ÜCRETSİZ İZNİ SAYMAMANIN GEREKÇESİ EZİYET
SGK’nın 2009-155 sayılı genelgesinin çıkarılma gerekçesi, esasen anne adaylarına eziyet etme isteği ve onlara para vermemektir. Genelge aynen uygulanırsa, hamileliği sebebiyle doğum iznine yakın zor geçen hamilelik sebebiyle işvereninden 9 günden fazla ücretsiz izin alan annelere 16 haftalık geçici işgöremezlik ödeneği vermeyecekler. Bununla da SGK’nın açıklarını azaltıp Başbakan’dan aferin alacaklar. Ancak yaptıkları yasal değil; bakınız 5510 Sayılı Kanun’un 9’uncu maddesinde; “Ancak, hastalık ve analık hükümlerinin uygulanmasında sigortalılık; a) İlgili kanunlar gereği sigortalının ücretsiz izinli olması, greve iştirak etmesi veya işverenin lokavt yapması hallerinde, bu hallerin sona ermesini takip eden onuncu günden başlanarak yitirilmiş sayılır” denmektedir. Verilen ücretsiz izinler yasal sayılsa, doğumdan önce 10 gün (veya daha çok) ücretsiz izin almak zorunda kalan hamile kadına 16 haftalık para verecekler, saymazlarsa vermeyecekler, kadının hakkı olan 16 haftalık parayı ödemeyip anne adayına “Mahkemeye git” diyerek eziyet etmekten zevk alacaklar.
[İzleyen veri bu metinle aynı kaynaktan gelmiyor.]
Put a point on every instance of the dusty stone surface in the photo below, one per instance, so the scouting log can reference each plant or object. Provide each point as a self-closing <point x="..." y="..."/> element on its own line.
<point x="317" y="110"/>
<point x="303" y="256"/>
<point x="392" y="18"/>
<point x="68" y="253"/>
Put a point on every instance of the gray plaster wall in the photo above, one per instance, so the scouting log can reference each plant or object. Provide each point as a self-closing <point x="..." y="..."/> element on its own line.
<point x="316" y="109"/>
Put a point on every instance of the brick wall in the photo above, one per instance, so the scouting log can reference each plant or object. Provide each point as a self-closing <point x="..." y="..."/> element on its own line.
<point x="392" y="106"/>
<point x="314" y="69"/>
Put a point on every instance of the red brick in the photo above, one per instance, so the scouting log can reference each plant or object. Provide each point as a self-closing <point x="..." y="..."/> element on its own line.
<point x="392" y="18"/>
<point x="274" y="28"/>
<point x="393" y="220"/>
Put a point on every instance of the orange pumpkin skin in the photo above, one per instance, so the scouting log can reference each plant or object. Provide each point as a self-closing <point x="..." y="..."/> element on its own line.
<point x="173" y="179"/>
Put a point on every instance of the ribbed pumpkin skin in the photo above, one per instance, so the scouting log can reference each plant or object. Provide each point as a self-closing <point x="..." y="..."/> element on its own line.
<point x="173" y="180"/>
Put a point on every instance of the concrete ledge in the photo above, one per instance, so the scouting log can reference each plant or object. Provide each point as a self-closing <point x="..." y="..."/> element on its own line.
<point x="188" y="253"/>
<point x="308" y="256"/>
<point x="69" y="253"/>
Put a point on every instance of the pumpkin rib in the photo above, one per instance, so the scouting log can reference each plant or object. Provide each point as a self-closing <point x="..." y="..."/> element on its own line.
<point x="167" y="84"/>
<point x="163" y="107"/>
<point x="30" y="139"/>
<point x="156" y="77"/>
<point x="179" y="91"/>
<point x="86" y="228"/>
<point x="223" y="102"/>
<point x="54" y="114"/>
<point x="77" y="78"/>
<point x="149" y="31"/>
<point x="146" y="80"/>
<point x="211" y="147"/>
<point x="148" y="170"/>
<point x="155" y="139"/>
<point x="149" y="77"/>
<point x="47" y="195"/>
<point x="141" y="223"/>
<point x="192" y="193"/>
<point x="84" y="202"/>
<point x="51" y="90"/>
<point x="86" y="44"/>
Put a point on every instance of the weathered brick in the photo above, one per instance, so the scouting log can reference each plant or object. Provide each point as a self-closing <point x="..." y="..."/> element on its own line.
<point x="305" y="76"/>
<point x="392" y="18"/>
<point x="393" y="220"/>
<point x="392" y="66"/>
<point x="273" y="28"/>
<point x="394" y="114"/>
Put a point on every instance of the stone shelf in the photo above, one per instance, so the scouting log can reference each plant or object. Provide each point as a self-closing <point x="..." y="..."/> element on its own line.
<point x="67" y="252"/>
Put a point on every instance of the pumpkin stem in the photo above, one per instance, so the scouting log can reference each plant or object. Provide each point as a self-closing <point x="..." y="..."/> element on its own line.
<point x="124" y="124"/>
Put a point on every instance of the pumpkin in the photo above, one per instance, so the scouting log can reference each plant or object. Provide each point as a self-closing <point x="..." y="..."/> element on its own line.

SGK, GEÇEN YIL 320 BİN DAVA KAYBETMİŞ
SGK’nın eski kurumlarından gelen hastalığıdır, eziyet edip, insanlara yasal hakkını vermeyip “Git mahkemeye” demek ama eziyet edene yaptığı eziyetin ve SGK’yı uğrattığı zararın hesabını soran olmadığı için de bu hep yapanın yanına kâr kalmıştır. Lütfen düşünün, bu anne adaylarına yasal hakları olan parayı vermeyeceksiniz, sonra mahkemeye gitmesini isteyeceksiniz, mahkeme 2-3 yıl sürecek ve sonrasında davayı kazanınca parasını alabilecek. Peki kadının çektiği eziyet ne olacak? SGK’nın ödediği dava ve avukatlık masrafı ne olacak? SGK, 2009 yılında 320 bin dava kaybetmiş. 320 bin avukatlık parası ne yapar bilir misiniz? Şimdi yapmanız gereken, SGK’yı İş Mahkemesi’nde dava etmektir. Açacağınız dava sonrasında paranızı alırsınız. Siz ve sizin gibi binlerce kadın da parasını ancak mahkeme yoluyla alabilir. Öte yandan Başbakan’ın “3 çocuk yapın” dediği ülkede hem çalışan hem de çalışıp ekmek parası peşinde koşarken doğum yapan kadınlara yapılan eziyeti anlamakta güçlük çekiyorum.